It’s an age-old story. Artists and musicians discover a cheap neighborhood, settle in and create a hip vibe. Then the area gets gentrified and pushes that very group out.
It’s happened in dozens of New York City neighborhoods from Soho to Dumbo to the Lower East Side and East Village.
Now the LES and East Village have the second-highest number of condos in the pipeline when compared to all Manhattan neighborhoods, according to an analysis by The Real Deal, which looked at the pipeline — including both unsold units (minus in-contract properties) as well as units set to come online in the next few years.
“It’s like somebody flipped the switch on the Lower East Side and the East Village,” said Robert Dankner, president of Prime Manhattan Residential.
And whereas early developers in the neighborhood saw the benefit of being the only game in town, “that exclusivity or that one good choice is now seven good choices,” Dankner said.
Between the East Village and the Lower East Side, there are 1,004 new units either on the market or in the pipeline.
It should be noted, however, that its inventory count is significantly bolstered by one massive project: Extell Development’s 815-unit One Manhattan Square — the biggest condo development in Manhattan by unit count.
But some argued that sweeping the glassy condo project, which sits at 252 South Street in the Two Bridges section, in with Lower East Side inventory doesn’t make sense. They argued that the tower — which is shooting for a $1.9 billion sellout — is simply not in competition with the other inventory there.
“Nobody walks into our project with a Manhattan Square bag,” said Cogswell Lee Development Group President Arthur Stern, whose company is building 45 units at 150 Rivington.
For its part, Extell reported in December that it had sold 15 percent of its units. And it’s going after a mostly Chinese clientele.
But while that project may be the biggest — by far — there are a handful of significantly sized developments in the neighborhood.
This glut of inventory may mean more options for buyers, but for developers it means more work.
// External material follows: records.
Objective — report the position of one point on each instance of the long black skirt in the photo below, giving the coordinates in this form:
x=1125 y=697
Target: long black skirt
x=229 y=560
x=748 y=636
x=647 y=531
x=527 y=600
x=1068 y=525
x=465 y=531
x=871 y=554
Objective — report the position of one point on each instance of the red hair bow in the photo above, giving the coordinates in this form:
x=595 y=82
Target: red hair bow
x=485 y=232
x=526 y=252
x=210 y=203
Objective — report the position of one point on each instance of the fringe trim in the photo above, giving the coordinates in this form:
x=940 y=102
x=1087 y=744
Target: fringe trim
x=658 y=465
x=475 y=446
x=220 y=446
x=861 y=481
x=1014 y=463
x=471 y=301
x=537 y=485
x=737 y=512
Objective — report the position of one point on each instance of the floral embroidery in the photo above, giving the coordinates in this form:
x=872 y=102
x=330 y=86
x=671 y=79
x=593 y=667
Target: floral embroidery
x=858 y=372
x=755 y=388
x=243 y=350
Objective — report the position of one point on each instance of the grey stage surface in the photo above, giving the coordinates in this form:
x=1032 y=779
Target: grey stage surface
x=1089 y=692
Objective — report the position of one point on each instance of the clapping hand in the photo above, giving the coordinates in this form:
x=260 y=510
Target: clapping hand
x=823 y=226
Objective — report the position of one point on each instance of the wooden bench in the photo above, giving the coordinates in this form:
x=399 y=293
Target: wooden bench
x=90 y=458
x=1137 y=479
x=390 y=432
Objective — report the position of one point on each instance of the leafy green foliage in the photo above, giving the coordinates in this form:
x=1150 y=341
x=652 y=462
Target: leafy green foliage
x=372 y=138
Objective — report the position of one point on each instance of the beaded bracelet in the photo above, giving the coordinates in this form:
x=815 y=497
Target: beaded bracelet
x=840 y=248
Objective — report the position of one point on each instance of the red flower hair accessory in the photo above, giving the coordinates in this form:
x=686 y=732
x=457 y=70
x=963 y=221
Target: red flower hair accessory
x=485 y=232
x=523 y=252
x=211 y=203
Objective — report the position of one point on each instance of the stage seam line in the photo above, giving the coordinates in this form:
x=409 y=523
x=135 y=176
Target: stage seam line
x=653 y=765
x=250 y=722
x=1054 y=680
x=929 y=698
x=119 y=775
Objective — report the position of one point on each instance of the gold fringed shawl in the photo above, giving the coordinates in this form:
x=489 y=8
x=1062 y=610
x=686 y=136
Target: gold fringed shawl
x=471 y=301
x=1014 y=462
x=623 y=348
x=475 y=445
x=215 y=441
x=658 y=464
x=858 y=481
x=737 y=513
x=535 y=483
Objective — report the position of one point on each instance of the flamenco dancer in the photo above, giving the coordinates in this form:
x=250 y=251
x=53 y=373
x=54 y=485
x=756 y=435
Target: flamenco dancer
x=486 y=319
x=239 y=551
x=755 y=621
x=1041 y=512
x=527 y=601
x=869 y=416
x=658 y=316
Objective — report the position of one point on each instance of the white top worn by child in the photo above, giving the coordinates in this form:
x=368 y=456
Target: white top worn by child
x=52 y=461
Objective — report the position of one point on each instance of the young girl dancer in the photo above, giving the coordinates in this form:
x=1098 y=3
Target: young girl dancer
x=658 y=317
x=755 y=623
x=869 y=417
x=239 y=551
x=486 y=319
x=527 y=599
Against that backdrop, at least one developer pulled the plug a planned condo project: Ben Shaoul, president of Magnum Real Estate Group, just signed a contract to sell his unfinished, 81-unit project at 62 Avenue B — known as Liberty Toye — for $85 million to an unidentified buyer who plans to keep the project as a rental.
Sources said Magnum plans to withdraw the $92.5 million offering plan it filed with the AG’s office in November, and will return deposits to buyers who went into contract.
Shaoul declined to comment on the sale but dismissed the idea that there’s an oversupply on the Lower East Side.
“Competition is good for everyone’s sales,” he wrote in an email. “[It] brings more buyers to this neck of the woods [and shows] the strength of this market.”
And Magnum is still developing one of the largest projects in the neighborhood, the 94-unit 196 Orchard Street. StreetEasy shows the developer had listed many units last year and has now taken them off the market.
Other Lower East Side projects include the 55-unit 242 Broome — which Taconic Investment Partners, L+M and BFC Partners are building — and Steiner NYC’s 82-unit 438 East 12th Street, which is nearly sold out.
Cogswell Lee’s Stern said that when the company acquired its Rivington site in 2015, it planned a small-to midsize project because it didn’t want to be sitting on the market for an extended time.
“Given the current absorption trends,” he said, “we don’t want to be too long on market.”